FPGA Central

Hi all!
I am a newbie to DSP. I have some basic questions. I will reall
appreciate if someone answers them.

1. Is it logical to perform 1024 point FFT on a vector of size less tha
1024 (say 150) in MATLAB ?
2. If yes, then -does MATLAB perform zero padding automatically in abov
case or do we need to do it manually ?
3. what kind of output will it give ?

"Rajan" <prasad6927373@rediffmail.com> skrev i en meddelelse
news:-JidnfJgtJHkbg_ZnZ2dnUVZ_s-dnZ2d@giganews.com...
>
> Hi all!
> I am a newbie to DSP. I have some basic questions. I will really
> appreciate if someone answers them.
>
> 1. Is it logical to perform 1024 point FFT on a vector of size less than
> 1024 (say 150) in MATLAB ?

It will increase the resolution of the spectrum and FFT of a 2^n vector is
easier/faster to calculate.

> 2. If yes, then -does MATLAB perform zero padding automatically in above
> case or do we need to do it manually ?

Use the help function in matlab and you will get an answer to some of your
questions.

>> help fft

FFT Discrete Fourier transform.
FFT(X) is the discrete Fourier transform (DFT) of vector X. For
matrices, the FFT operation is applied to each column. For N-D
arrays, the FFT operation operates on the first non-singleton
dimension.

FFT(X,N) is the N-point FFT, padded with zeros if X has less
than N points and truncated if it has more.

FFT(X,[],DIM) or FFT(X,N,DIM) applies the FFT operation across the
dimension DIM.

For length N input vector x, the DFT is a length N vector X,
with elements
N
X(k) = sum x(n)*exp(-j*2*pi*(k-1)*(n-1)/N), 1 <= k <= N.
n=1
The inverse DFT (computed by IFFT) is given by
N
x(n) = (1/N) sum X(k)*exp( j*2*pi*(k-1)*(n-1)/N), 1 <= n <= N.
k=1

See also IFFT, FFT2, IFFT2, FFTSHIFT.

Overloaded methods
help qfft/fft.m

> 3. what kind of output will it give ?

A small example could be:

subplot(1,3,1); plot(abs(fftshift(fft([1 2 3 4], 4))))
subplot(1,3,2); plot(abs(fftshift(fft([1 2 3 4], 16))))
subplot(1,3,3); plot(abs(fftshift(fft([1 2 3 4], 128))))

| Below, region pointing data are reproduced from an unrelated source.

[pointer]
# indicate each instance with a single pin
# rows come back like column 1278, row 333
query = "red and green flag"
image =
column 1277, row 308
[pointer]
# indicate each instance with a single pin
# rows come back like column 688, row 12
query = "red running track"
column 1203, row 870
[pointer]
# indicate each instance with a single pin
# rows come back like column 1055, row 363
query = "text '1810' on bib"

To reconstruct the signal ifft(fft([1 2 3 4])) you only need 4 points but
when you want to use the graph in a report then you could make a high
resolution graph by increasing N.

/Rune

"Rajan" <prasad6927373@rediffmail.com> wrote in message
news:-JidnfJgtJHkbg_ZnZ2dnUVZ_s-dnZ2d@giganews.com...
>
> Hi all!
> I am a newbie to DSP. I have some basic questions. I will really
> appreciate if someone answers them.
>
> 1. Is it logical to perform 1024 point FFT on a vector of size less than
> 1024 (say 150) in MATLAB ?
> 2. If yes, then -does MATLAB perform zero padding automatically in above
> case or do we need to do it manually ?
> 3. what kind of output will it give ?

1. Maybe, if that's what you want to do.
It will take longer than computing an fft over just 150 points.
The results will be an interpolated version of an fft that is 150 points but
add really no new information. So, the apparent increased resolution is a
bit illusory.

2. It depends. If you use fft(x) then no. If you use fft(x,n) then yes.

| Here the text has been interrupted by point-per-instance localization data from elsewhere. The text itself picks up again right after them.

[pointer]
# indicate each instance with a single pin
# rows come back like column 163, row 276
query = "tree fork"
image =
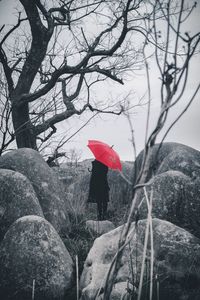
column 24, row 130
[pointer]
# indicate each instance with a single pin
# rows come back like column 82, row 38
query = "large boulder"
column 176, row 273
column 17, row 199
column 170, row 156
column 175, row 198
column 46, row 184
column 173, row 178
column 34, row 258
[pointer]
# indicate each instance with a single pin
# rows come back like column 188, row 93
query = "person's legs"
column 104, row 209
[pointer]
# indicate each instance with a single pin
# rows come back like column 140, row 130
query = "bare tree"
column 6, row 132
column 57, row 51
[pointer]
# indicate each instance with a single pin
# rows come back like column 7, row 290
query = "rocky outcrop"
column 46, row 184
column 173, row 179
column 176, row 198
column 99, row 227
column 17, row 199
column 170, row 156
column 32, row 253
column 176, row 263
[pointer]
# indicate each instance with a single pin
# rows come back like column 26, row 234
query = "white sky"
column 115, row 129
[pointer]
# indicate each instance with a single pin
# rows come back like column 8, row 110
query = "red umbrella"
column 105, row 154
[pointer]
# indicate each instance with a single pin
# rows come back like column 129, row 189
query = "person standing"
column 99, row 188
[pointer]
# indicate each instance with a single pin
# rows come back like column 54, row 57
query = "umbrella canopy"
column 105, row 154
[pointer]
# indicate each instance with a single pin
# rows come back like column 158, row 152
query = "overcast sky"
column 115, row 130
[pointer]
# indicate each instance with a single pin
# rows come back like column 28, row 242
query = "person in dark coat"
column 99, row 188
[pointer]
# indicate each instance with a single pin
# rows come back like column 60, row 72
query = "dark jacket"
column 99, row 188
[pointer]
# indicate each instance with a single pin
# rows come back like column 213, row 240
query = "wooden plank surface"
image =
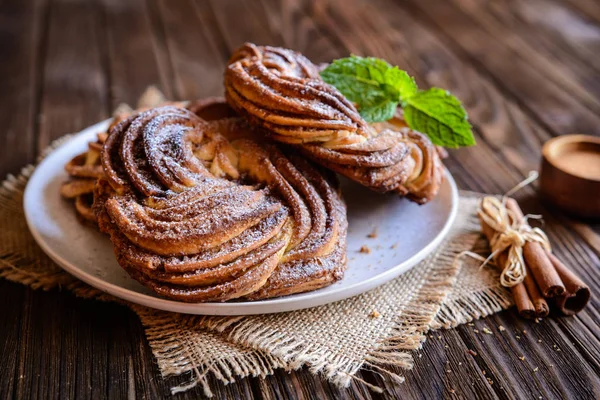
column 526, row 71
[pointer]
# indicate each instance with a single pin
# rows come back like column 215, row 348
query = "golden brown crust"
column 281, row 91
column 84, row 169
column 197, row 215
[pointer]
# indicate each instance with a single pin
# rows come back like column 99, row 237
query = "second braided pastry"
column 281, row 91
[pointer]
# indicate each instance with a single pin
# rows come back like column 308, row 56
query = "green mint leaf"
column 440, row 116
column 371, row 83
column 380, row 109
column 377, row 88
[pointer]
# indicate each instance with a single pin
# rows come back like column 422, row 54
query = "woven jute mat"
column 377, row 330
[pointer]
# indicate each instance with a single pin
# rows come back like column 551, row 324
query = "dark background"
column 527, row 70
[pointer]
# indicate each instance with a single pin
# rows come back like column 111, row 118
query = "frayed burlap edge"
column 167, row 339
column 393, row 352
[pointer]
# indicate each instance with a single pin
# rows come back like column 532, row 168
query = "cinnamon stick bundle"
column 546, row 277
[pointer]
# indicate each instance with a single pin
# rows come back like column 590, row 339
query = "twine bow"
column 512, row 233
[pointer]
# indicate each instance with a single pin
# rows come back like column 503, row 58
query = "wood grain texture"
column 526, row 71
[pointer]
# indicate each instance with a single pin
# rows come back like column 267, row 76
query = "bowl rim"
column 562, row 140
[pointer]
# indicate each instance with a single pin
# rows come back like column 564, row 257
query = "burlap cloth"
column 376, row 330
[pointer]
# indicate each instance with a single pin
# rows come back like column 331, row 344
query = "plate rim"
column 283, row 304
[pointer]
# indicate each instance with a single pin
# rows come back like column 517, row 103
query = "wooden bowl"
column 570, row 176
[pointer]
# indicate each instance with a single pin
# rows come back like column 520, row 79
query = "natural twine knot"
column 512, row 233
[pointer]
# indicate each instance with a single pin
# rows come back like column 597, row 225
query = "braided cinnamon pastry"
column 84, row 169
column 281, row 91
column 198, row 211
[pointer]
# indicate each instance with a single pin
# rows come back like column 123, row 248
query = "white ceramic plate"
column 406, row 233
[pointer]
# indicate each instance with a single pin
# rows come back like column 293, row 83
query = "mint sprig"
column 377, row 88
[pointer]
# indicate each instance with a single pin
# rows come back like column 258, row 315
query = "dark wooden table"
column 527, row 70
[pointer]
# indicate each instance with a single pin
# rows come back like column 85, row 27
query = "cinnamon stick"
column 537, row 261
column 539, row 302
column 577, row 293
column 523, row 300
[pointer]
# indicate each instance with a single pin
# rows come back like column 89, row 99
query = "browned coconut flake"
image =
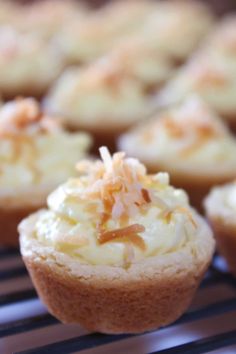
column 127, row 233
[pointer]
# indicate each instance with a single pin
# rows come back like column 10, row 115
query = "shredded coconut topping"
column 24, row 116
column 118, row 183
column 121, row 184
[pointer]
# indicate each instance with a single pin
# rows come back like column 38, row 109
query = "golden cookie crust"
column 110, row 299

3. A complex vector of the length of x in the first case. A complex vector
of length n in the second case.

Fred Marshall wrote:
> "Rajan" <prasad6927373@rediffmail.com> wrote in message
> news:-JidnfJgtJHkbg_ZnZ2dnUVZ_s-dnZ2d@giganews.com...
> >
> > Hi all!
> > I am a newbie to DSP. I have some basic questions. I will really
> > appreciate if someone answers them.
> >
> > 1. Is it logical to perform 1024 point FFT on a vector of size less than
> > 1024 (say 150) in MATLAB ?
> > 2. If yes, then -does MATLAB perform zero padding automatically in above
> > case or do we need to do it manually ?
> > 3. what kind of output will it give ?
>
> 1. Maybe, if that's what you want to do.
> It will take longer than computing an fft over just 150 points.
> The results will be an interpolated version of an fft that is 150 points but
> add really no new information. So, the apparent increased resolution is a
> bit illusory.

It won't add information. But there will be an increase in
the resolution of the precise frequency of a well separated
sinusoidal component, more accurately than can be done
with using just the peak bins or even quadratic interpolation.
Essentially you get a high quality interpolator of lots
of intermediate points automatically in a much longer fft.


IMHO. YMMV.
--
rhn A.T nicholson d.0.t C-o-M